The Telegraph reported that Malakai Wheeler began sharing terrorist materials aged 15 when a student at Marling School in Stroud, Gloucestershire.
He also possessed copies of various white supremacist literature, including terrorist screeds.
The jury also heard how Wheeler possessed a copy of the Christchurch terror attacks video on his mobile phone, dubbed over with the Queen song Don’t Stop Me Now.
The prosecution outlined how the Telegram channel in question was a space for hardened neo-Nazis.
Tell MAMA’s research has identified over twenty individuals convicted of far-right terrorism offences in the UK (one other case involved a UK national in Ireland) who took inspiration from or possessed copies of the Christchurch terror attack footage or had copies of the terrorist screed.
More broadly, following the publication of our wide-ranging ten-year report, at Tell MAMA, we warned that especially in the online world, the racist conspiracies that influenced such terrorism have gained more mainstream credence or attention.

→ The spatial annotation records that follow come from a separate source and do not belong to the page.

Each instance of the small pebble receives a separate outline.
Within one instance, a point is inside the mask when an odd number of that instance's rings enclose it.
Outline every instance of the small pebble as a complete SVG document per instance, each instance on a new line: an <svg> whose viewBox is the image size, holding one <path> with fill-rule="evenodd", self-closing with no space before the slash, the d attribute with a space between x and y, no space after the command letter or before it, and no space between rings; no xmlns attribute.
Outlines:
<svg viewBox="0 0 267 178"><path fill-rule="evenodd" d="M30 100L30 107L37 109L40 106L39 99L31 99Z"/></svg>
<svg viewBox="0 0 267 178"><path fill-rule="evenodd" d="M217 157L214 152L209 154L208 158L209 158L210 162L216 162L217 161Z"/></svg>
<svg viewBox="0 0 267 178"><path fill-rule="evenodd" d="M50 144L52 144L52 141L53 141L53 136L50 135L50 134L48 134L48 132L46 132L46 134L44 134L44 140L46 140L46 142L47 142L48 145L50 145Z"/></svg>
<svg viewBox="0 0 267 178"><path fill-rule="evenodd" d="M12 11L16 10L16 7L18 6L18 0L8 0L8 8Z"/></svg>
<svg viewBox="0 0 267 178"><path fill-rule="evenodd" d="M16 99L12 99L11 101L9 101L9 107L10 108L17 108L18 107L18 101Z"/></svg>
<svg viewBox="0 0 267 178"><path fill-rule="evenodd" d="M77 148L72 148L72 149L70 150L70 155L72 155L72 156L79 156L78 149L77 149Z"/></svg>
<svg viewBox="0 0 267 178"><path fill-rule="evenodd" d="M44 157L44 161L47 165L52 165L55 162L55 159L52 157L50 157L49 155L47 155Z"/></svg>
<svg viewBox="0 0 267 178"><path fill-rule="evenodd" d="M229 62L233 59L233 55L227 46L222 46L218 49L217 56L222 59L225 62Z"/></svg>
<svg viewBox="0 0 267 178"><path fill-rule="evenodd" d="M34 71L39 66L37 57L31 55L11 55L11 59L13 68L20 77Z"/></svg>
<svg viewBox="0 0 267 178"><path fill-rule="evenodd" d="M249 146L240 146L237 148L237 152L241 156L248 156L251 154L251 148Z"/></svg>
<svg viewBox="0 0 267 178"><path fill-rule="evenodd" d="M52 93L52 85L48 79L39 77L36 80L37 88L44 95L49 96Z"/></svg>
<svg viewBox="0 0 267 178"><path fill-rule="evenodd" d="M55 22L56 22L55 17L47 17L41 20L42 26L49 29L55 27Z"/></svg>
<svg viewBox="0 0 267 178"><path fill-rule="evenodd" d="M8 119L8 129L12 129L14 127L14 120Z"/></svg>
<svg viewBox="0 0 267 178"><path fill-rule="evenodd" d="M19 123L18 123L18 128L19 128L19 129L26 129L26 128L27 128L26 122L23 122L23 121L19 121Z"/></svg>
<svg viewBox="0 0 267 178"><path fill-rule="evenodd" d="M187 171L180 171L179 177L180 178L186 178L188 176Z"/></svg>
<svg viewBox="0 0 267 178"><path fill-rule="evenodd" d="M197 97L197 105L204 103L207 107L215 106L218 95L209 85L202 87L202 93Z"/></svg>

Detective Chief Superintendent James Dunkerley, who is the Head of Counter Terrorism Policing North East, made clear following the guilty verdict that: “Although only 16 at the time of his arrest, Wheeler was deeply entrenched in a Telegram chat group committed to extreme right-wing ideology.
“He was not simply curious, or a passive observer within the group. He clearly shared the same mindset as other members and was very active when it came to promoting racist and antisemitic views and propaganda.
“It is important young people recognise the potential impact of their online activity, before they cross a line into criminality, or engage in harmful or dangerous behaviours.
Wiltshire Police Assistant Chief Constable Deb Smith said in a press release: “I’m sure this case will cause some concern within our communities in Swindon but I hope it illustrates the commitment across the national police service to work together to apprehend those who share deeply dangerous views.
“I would like to thank our colleagues at the National Counter Terrorism Policing Network for their robust action and for ensuring this individual doesn’t pose any threat to our local communities.”